Rattrapée par la multitude de contradictions et de mensonges dans lesquels sera embourbé son dernier mandat, cette présidence allait être éclaboussée par de sulfureuses révélations tout au long des dernières années au point de connaître le pire des discrédits : celui de la colère du peuple. En effet, la solide suspicion qui affecte désormais le sommet de l’Etat n’est guère un fantasme de la presse. Elle est perceptible aussi bien dans les rouages de l’administration que dans les réseaux actifs de la société civile. Et si le «café de commerce», ce lieu de commérage du petit peuple, s’en est emparé précocement, c’est que la classe politique avait montré des signes d’incohérence qui ne plaidaient guère à son avantage. Sans doute que les slogans de la rue en marche n’étaient pour la plupart que des reliquats de la parole caustique qui se bonifia de la saveur des échanges de ce «lieu-dit».
L’inquiétude perceptible de nos jours s’inspire également du passé de ce régime qui se remarquera très tôt par sa manière d’exercer le pouvoir et son inclination à privilégier les solidarités claniques.
Celles qui furent vite soupçonnées de vouloir mettre à l’écart le pouvoir législatif en truquant tous les scrutins par le biais des quotas affectés à chaque courant politique. Le procédé réactualisé cycliquement avait en effet fini par faire du Parlement une institution croupion inapte à censurer le moindre alinéa d’une loi proposée par le palais. Après la chambre d’enregistrement, la stratégie de ce pouvoir fera ensuite une fixation sur les organisations sociales en ramenant dans son giron le principal syndicat qu’il réduira à un instrument supplétif destiné à traquer, paradoxalement, les grèves ! Globalement, Bouteflika parvint à faire table rase de tout ce qui pouvait lui poser des embûches à son long magistère d’autocrate. Sauf qu’après avoir été un scrutateur des horizons d’où pouvaient lui parvenir des soutiens, le voilà, de nos jours, réduit à une icône à laquelle l’on feint de prêter le pouvoir magique du gri-gri. Malgré le fait qu’il soit vaincu par l’outrage de l’âge et l’immobilité causée par l’impotence, la smala qui l’entoure ne désarme pas et le considère comme son atout-maître. Mais pour que cela fût possible, était-il nécessaire de recourir à de sordides stratagèmes en lui attribuant un message au pays par lequel il trace les grandes lignes d’une future grande révolution institutionnelle ? Non seulement le texte est un faux car il reprend in extenso le message à la nation du jeudi 14 avril 2011, lequel est d’ailleurs disponible dans les archives de toute la presse. De surcroît, il ne pouvait guère en suggérer la moindre allusion dès lors qu’il est publiquement prouvé que ce 3 mars, date de dépôt de sa candidature, il était sous traitement neurologique contraignant dans les hôpitaux de Genève !!
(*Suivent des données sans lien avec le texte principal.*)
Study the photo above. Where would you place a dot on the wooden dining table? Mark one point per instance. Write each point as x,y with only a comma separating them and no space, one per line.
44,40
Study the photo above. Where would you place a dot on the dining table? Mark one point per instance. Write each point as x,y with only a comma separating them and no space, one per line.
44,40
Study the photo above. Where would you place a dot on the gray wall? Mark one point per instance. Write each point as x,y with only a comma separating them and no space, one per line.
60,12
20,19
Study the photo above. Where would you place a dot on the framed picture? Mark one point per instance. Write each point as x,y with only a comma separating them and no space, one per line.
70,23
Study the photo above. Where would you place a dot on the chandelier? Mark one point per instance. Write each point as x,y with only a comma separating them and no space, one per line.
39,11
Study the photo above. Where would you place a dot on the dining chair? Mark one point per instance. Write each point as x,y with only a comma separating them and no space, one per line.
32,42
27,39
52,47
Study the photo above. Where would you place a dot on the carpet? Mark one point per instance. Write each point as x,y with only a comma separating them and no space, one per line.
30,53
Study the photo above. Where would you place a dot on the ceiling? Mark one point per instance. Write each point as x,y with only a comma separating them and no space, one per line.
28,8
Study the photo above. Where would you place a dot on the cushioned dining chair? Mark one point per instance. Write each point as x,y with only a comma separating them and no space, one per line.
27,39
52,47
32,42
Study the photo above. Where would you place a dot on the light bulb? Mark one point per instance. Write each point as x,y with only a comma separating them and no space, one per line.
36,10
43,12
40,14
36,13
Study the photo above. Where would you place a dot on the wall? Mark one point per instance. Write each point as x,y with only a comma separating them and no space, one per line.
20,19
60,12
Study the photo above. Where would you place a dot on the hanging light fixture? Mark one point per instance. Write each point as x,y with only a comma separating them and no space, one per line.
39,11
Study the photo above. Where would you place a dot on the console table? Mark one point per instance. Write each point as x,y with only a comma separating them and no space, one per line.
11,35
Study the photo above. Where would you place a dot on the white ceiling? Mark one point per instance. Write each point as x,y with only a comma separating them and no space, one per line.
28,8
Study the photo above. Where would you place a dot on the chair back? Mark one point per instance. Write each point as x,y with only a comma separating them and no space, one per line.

Bien plus qu’un mensonge, cette opération ne visait qu’à vouloir faire élire l’avatar du Président en recourant à une dangereuse convention s’inspirant de la méthode qui consiste à créer une réalité fictive grâce à laquelle on justifiera ses rarissimes apparitions. Quant au reste, c’est-à-dire la gouvernance du pays, elle sera, une fois de plus, dévolue à des clercs installés au palais. Imposture !
B. H.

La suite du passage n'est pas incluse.